A Canção de Lisboa (1933)

O filme mais querido do cinema português de sempre. Não é diretamente sobre maternidade, mas é sobre família, sobre Lisboa, sobre aquele Portugal que ainda existe na memória das avós. Uma forma bonita de celebrar as raízes.

Belarmino (1964)

Um documentário sobre um pugilista lisboeta — mas também um retrato de uma Lisboa de mães que trabalham, que resistem e que sustentam famílias em silêncio. Fernando Lopes captou algo atemporal.

Aquele Querido Mês de Agosto (2008)

Miguel Gomes filma uma família e um país — e a relação entre mãe, pai e filha surge com uma naturalidade que só o cinema documental consegue. Um retrato de Portugal rural que é, no fundo, um retrato de amor familiar.

Para ver em família (todas as idades)

Valente – A Indomável (Brave, 2012)

A Pixar a falar diretamente sobre a relação mãe-filha — com arcos, ursos e magia céltica. A Mérida e a sua mãe são o retrato de duas forças igualmente fortes que precisam de aprender a ouvir-se. Perfeito para ver com filhas de todas as idades.

Mulher-Maravilha (Wonder Woman, 2017)

Porque as mães também são super-heroínas — e porque às vezes é bom lembrar isso com um filme em que a protagonista é imbatível, corajosa e completamente humana ao mesmo tempo.
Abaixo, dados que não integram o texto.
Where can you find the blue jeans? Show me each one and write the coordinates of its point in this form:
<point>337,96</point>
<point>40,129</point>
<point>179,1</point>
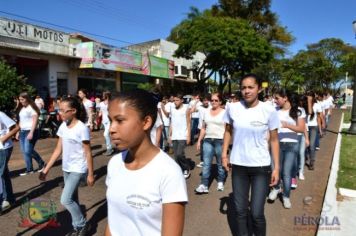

Ratatui (Ratatouille, 2007)

Tecnicamente não é sobre mães. Mas é sobre paixão, sobre seguir o que te faz sentir viva, sobre não te conformares com o que os outros esperam de ti. Para as mães que têm um sonho que ainda não perseguiram.

Séries sobre Maternidade

Às vezes um filme não chega — e o que queres é entrar numa série que te acompanhe ao longo do fim de semana. Aqui ficam as melhores séries sobre maternidade, carreira e vida de mulher que tens mesmo de conhecer:

Supermães (Workin’ Moms, 2017–2023) ⭐ favorita da MAC

Uma série canadiana sobre quatro amigas que regressam ao trabalho após a licença de maternidade — e tentam conciliar ambição profissional, amamentação, culpa e identidade sem enlouquecer completamente. Honesta, hilariante e surpreendentemente emocionante. Tem 7 temporadas e cada episódio é uma catarse. Obrigatória.

Maid (2021)

Baseada na história real de Stephanie Land, esta mini-série acompanha uma mãe solteira que foge de uma relação abusiva e tenta reconstruir a vida a partir do zero, com a filha pequena ao colo. Margaret Qualley está extraordinária. É difícil de ver em alguns momentos — e impossível de parar. Uma das melhores séries sobre maternidade e sobrevivência já feitas.

Breeders (2020–2023)

Uma comédia dramática britânica sobre dois pais que adoram profundamente os filhos — e que por vezes gostariam que eles não existissem. Martin Freeman e Anna Maxwell Martin são brutalmente honestos sobre o amor e a raiva que coexistem na parentalidade real. Menos conhecida do que merece. Um achado.

All Her Fault (2025)

Uma série thriller de suspense com Sarah Lancashire que começa com o que parece ser um simples desaparecimento de uma criança e se transforma numa exploração sombria das pressões e julgamentos sobre as mães. Compulsiva, bem escrita e com um final que não esperavas.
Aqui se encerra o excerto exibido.